There’s an episode of The Simpsons in which Bart sells his soul to his best friend for five bucks. Not really believing there is such a thing, he scribbles “Bart Simpson’s Soul” on one piece of paper and exchanges it for what he regards as a more valuable one. But soon he notices little differences in his life and starts to freak out, hunting that notebook scrap over several hours and several miles.

Cold Souls offers pretty much the same story, except here it’s an actor who chucks his inner being—and eventually feels empty and frantic without it. One imagines that writer-director Sophie Barthes intended her debut to be an earnest, Charlie Kaufman–esque examination of the human condition, not reminiscent of a lightly-lessoned subplot in an animated sitcom. But the result is still more ridiculous than thought-provoking.

Paul Giamatti stars as Paul Giamatti, which makes the film irritating from the start. He’s rehearsing for a stage production of Uncle Vanya and feels depressed and overwhelmed, unable to separate his own life from his character’s.
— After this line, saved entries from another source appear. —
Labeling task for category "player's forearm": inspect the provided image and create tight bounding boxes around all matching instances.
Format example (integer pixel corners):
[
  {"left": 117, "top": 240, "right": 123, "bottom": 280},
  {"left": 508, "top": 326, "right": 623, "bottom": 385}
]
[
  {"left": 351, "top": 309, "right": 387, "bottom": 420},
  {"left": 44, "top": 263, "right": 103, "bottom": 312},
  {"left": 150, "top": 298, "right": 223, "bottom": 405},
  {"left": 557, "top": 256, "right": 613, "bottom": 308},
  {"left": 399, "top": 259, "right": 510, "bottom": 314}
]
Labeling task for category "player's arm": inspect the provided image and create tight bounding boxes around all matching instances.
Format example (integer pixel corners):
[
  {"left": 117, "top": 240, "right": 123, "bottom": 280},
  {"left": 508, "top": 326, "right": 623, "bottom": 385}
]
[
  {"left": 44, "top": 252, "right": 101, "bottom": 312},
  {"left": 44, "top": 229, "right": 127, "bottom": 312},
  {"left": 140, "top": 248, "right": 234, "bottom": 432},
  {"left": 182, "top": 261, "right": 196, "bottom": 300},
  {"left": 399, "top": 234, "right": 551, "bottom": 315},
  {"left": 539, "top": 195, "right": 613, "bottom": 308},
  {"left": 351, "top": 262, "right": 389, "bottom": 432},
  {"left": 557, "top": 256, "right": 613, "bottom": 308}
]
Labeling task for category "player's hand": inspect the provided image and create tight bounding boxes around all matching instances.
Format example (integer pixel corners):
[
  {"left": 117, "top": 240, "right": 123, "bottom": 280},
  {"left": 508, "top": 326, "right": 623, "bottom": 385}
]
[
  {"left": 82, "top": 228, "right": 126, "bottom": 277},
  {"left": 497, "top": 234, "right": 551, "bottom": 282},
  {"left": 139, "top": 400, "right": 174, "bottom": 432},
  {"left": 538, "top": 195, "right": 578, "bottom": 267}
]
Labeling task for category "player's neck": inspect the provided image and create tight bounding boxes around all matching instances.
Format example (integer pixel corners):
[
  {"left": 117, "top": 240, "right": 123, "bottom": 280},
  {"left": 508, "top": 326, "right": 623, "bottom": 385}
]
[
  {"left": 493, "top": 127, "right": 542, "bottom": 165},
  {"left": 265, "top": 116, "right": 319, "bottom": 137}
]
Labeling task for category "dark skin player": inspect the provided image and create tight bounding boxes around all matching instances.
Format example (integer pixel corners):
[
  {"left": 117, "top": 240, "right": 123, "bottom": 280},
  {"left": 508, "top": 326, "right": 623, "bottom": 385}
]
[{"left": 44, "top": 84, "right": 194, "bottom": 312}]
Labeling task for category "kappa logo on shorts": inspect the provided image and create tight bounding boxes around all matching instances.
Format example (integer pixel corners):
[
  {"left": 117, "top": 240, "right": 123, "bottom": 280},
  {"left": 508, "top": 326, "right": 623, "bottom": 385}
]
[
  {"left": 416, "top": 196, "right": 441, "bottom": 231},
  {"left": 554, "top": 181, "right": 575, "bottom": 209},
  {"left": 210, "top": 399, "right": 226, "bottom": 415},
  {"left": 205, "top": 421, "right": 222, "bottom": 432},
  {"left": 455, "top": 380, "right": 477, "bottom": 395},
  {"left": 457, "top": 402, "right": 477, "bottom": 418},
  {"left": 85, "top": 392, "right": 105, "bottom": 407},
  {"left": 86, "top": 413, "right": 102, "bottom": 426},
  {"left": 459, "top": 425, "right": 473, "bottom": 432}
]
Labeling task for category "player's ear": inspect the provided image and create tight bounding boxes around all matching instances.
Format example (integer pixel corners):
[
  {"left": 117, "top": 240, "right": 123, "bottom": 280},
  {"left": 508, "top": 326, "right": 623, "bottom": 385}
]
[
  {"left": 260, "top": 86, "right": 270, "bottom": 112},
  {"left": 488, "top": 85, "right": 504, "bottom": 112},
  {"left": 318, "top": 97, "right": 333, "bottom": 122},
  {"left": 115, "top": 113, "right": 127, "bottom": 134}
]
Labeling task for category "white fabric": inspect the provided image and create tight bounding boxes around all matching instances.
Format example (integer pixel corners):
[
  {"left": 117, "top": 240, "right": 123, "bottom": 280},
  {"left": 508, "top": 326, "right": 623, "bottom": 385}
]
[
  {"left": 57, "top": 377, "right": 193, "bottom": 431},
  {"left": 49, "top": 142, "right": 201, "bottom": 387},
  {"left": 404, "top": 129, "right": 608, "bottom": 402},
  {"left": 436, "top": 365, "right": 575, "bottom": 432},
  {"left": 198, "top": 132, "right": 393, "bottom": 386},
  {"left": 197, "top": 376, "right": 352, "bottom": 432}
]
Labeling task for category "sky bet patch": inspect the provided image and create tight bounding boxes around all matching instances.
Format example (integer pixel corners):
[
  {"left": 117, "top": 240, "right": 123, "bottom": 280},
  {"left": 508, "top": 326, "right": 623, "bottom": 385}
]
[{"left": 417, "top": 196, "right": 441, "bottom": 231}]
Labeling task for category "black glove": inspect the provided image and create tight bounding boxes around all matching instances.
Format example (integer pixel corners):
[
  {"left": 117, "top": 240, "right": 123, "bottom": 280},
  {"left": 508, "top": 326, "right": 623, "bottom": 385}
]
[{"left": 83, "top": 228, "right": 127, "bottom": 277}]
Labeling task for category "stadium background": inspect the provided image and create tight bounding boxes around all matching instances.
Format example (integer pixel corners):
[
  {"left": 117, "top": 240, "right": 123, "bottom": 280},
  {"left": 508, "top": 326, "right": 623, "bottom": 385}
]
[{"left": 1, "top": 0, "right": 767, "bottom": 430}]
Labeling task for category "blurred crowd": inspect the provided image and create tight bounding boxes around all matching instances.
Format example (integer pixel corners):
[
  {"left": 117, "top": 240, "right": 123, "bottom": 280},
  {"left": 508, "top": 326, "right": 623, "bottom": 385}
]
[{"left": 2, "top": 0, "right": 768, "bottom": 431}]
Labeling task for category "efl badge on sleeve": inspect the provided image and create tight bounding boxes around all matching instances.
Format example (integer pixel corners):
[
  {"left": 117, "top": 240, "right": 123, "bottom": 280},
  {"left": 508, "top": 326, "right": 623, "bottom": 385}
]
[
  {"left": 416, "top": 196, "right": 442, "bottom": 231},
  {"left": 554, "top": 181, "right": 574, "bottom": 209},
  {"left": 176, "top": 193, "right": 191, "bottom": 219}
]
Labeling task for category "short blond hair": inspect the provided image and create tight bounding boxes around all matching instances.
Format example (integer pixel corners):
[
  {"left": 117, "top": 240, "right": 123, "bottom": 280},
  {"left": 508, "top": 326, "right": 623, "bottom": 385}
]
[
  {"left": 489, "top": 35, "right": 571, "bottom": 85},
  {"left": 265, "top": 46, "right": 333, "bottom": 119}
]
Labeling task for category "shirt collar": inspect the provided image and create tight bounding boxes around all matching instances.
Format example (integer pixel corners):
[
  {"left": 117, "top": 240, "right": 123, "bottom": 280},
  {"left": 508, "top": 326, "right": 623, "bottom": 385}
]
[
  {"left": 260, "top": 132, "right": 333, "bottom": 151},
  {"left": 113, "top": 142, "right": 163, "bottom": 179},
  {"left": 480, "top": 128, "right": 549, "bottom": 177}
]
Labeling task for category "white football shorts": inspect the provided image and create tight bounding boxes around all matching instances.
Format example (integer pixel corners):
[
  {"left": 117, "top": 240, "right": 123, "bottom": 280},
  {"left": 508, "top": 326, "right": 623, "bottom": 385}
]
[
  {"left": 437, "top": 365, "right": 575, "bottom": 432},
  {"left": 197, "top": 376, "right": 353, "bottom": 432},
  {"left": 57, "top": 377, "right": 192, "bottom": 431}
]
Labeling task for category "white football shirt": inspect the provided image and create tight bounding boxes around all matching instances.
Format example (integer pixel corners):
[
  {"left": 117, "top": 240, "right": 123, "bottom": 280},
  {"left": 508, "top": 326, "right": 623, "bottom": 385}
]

His agent points him toward a New York City soul-extraction company—“Soul Storage” is even a category in the Yellow Pages—and Paul makes an appointment with Dr. Flintstein (David Strathairn), who will remove and store his soul for a small fee. The good doc even advises that it can be shipped to New Jersey “to avoid sales tax.” (That’s one of the movie’s few not-very-amusing attempts at levity; another is that Paul’s soul looks like a chickpea.)

Once Paul is spirit-free, he turns into a terrible actor and his wife (Emily Watson) tells him that he feels different, kind of “scaly.” He airs his concerns to Flintstein, but honestly answers “no” when the doctor asks, “Have you had one dark thought in the past week?” Still, Paul wants to be his old miserable self again, at which point the script delves further into a subplot involving a heretofore mysterious Russian woman (Dina Korzun), an overseas black market, and, yep, soul trafficking.

Cold Souls is thin in addition to being silly. Giamatti, the character, pre- and post-soul-removal may be amusing, and Giamatti, the real actor, tries to infuse the role with his specialty: nuanced angst. There’s also a germ of an interesting notion here, when Flinstein compares the soul to an unnecessary drag on one’s potential: “Some people never question their self-imposed limitations,” he says. But Barthes never develops this idea, instead focusing on Giamatti’s quest to get his chickpea back as well as the consequences of both “borrowing” and transporting souls. The apparent message? Stick with the one what brung ya. The unfortunate result? A film that’s a snooze.